Aldersgate. Here may be noted in 1319 a number of goldsmiths (at least 5) and one seal-engraver, one moneyer, further 3 cornmongers, 2 carpenters, one or two masons and 3 lorimers. There were 4 curriers, doubtless of Aldersgate Without.

Farringdon Infra. In this large ward several groups can be distinguished. The Goldsmithery was in this ward (in St. Matthew Friday St and St. Peter Westcheap), and some 20 goldsmiths or gold-beaters have been noted. One of the chief meat-markets was in St.

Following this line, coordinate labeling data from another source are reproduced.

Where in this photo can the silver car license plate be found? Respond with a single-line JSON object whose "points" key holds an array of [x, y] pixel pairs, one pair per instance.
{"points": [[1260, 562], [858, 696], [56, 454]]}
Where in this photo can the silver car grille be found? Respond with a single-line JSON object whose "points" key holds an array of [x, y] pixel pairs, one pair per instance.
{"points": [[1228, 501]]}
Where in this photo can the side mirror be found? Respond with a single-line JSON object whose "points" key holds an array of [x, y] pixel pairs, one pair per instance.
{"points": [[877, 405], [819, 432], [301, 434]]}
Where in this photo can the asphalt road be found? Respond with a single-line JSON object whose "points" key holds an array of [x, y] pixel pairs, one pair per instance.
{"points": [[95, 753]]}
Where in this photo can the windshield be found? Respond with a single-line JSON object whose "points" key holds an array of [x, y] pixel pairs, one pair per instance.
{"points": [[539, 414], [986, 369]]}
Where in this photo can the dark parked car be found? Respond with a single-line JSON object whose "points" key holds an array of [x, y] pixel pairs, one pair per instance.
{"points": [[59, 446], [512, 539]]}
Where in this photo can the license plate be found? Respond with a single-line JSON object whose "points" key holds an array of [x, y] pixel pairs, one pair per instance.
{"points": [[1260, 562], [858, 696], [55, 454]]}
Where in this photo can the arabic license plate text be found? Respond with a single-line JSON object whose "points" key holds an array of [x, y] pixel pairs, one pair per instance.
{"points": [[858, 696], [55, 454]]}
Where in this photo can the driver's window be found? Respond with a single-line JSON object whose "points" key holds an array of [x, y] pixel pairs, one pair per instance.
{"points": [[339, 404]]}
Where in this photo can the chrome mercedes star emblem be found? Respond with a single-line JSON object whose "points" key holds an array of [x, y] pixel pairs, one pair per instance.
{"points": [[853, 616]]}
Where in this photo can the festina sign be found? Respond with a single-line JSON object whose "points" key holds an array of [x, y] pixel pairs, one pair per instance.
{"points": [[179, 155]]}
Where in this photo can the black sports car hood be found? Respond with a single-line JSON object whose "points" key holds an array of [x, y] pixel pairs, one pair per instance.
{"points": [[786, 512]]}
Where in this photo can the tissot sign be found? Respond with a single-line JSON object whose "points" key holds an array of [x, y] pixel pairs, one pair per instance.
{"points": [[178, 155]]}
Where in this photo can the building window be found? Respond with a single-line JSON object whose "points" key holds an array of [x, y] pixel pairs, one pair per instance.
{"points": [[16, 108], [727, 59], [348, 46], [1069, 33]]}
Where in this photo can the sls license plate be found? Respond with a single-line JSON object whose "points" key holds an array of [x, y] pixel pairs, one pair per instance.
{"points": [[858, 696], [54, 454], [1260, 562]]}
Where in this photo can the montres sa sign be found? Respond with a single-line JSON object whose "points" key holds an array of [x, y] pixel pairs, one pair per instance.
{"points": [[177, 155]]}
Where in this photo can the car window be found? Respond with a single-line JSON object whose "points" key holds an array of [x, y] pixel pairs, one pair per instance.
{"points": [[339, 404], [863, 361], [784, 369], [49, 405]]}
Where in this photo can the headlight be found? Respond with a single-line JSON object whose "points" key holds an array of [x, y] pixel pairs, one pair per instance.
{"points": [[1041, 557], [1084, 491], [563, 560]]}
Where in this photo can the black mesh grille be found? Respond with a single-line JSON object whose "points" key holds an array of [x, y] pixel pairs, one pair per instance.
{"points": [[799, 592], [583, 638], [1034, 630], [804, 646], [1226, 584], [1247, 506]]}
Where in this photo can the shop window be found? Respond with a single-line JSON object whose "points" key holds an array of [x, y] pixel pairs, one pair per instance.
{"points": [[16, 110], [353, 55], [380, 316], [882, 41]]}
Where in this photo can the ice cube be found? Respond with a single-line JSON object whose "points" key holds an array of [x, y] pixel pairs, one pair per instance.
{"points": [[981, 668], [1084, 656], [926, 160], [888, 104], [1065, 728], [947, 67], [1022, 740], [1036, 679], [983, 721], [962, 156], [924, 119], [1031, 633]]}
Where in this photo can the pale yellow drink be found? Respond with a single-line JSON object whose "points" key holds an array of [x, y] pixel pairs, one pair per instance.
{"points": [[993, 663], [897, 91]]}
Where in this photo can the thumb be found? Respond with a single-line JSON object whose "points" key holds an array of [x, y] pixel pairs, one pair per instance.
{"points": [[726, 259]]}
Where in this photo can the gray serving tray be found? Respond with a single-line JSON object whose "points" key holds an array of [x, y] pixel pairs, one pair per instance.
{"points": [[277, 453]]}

Nicholas Shambles, and this parish was doubtless the main centre of 20 or more butchers. The Saddlery was in St. Vedast. Some 16 saddlers and fusters have been identified. Smaller groups are formed by cordwainers (some 10), chandlers (9, some resident in Ivy Lane), hatters and cappers (4). There were at least 5 cornmongers; it may be noted that the parish of St. Michael le Querne derived its additional name from a corn-market. 5 cross-bowmakers (or bowyers), 3 paternostrers, one bookbinder, and the only parchment-maker and sculptor in the subsidy were of this ward. There were very few merchants, perhaps 3 or 4 mercers, 2 skinners, one haberdasher.

Farringdon Extra. The largest group is formed by tanners, at least 12 in number. Another group is that of cappers and hatters of Fleet St (perhaps some 8 or 9). A third is that of armourers (8 or 9), with whom may be grouped a cross-bowmaker, two furbishers and some other metal-workers, as 2 spurriers, 4 cutlers, one batour, some farriers. Four goldsmiths and one gold-beater, one bookbinder, also one coal-merchant and 2 horse-dealers may be added. Merchants were few and mostly had small assessments. Two woolmongers, two cornmongers, one mercer, and one or two hosiers and skinners have been noted.